Scribner's displayed the paintings in their New York bookstore and sold several, but the bulk of the paintings are owned either by the museum or the Wyeth family.
The New York Public Library owns two, one is in private hands and one is owned by the New Britain Museum of American Art in Connecticut.
"From his correspondence, we found that these paintings were done in about 3 1/2 months, which is an incredibly rapid pace," curator Christine Podmaniczky said.
"He didn't make drawings of everything first, worked spontaneously right on the canvas." Robert Louis Stevenson's 1883 book was already a favorite of readers and critics when the story was published with Wyeth's illustrations in 1911.
Where earlier editions typically featured basic line drawings to illustrate the coming-of-age adventure, Wyeth's spirited and colorful depictions of Long John Silver, Jim Hawkins, Billy Bones and company became an instant hit.
The first print run of about 10,000 copies quickly sold out. The book's success marked the start of a long relationship between Wyeth and Scribner's that led to a popular series of Wyeth-illustrated children's classics.
Scribner's paid $2,500 for "Treasure Island," which Wyeth used to buy 18 picturesque acres along the Brandywine River Valley.
There he built a home and studio where generations of Wyeths began their art training including his son, famed realist Andrew Wyeth, and grandson, contemporary painter Jamie Wyeth. N.C. Wyeth was at the height of his artistic powers with "Treasure Island," which used neighbors and acquaintances as models for the striking 3- by 4-foot works — unusually large considering they were being reduced to around 6 inches tall.
Wyeth made the works based not on characters but passages he thought would visually translate, Podmaniczky said.

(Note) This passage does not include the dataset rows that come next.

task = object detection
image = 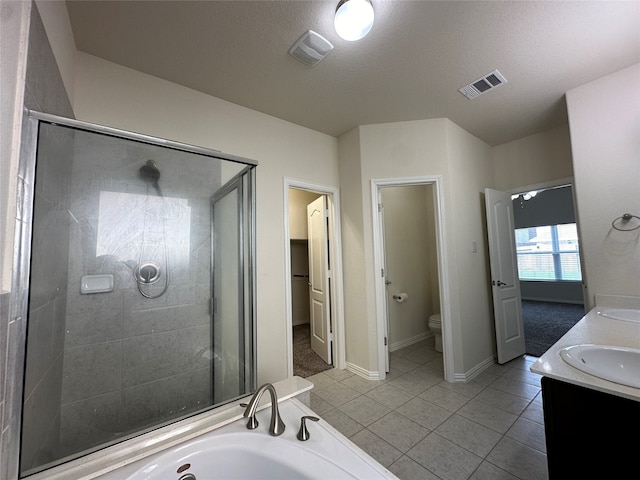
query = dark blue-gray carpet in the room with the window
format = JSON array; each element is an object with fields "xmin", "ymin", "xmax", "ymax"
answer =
[{"xmin": 522, "ymin": 300, "xmax": 584, "ymax": 357}]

"It's not so much the facial features he was concerned with, but creating a sense of energy and motion," she said. "He was also a master colorist and he could do wonderful things with light and shadow."
The exhibition also presents some Treasure Island productions created by the illustrators, theater and film directors and even digital application designers who used Wyeth's work as references.
A 1916 silent movie of "Treasure Island" modeled its costumes and character types after Wyeth's work and actor Lionel Barrymore said in a newspaper interview that his portrayal of Billy Bones was inspired by Wyeth's archetype.
Visitors to the exhibit can also see how Disney animators interpreted Wyeth's style for 1950's "Treasure Island" as well as the futuristic "Treasure Planet" from 2002.
"No director had a finer production illustrator than N.C. Wyeth," director Fraser Heston says in a letter included in the exhibit.
The son of Charlton Heston, he based his "Treasure Island" storyboards on Wyeth's work for a 1989 movie starring his father as peg-legged pirate Long John Silver.
The exhibit is on view until Nov. 20.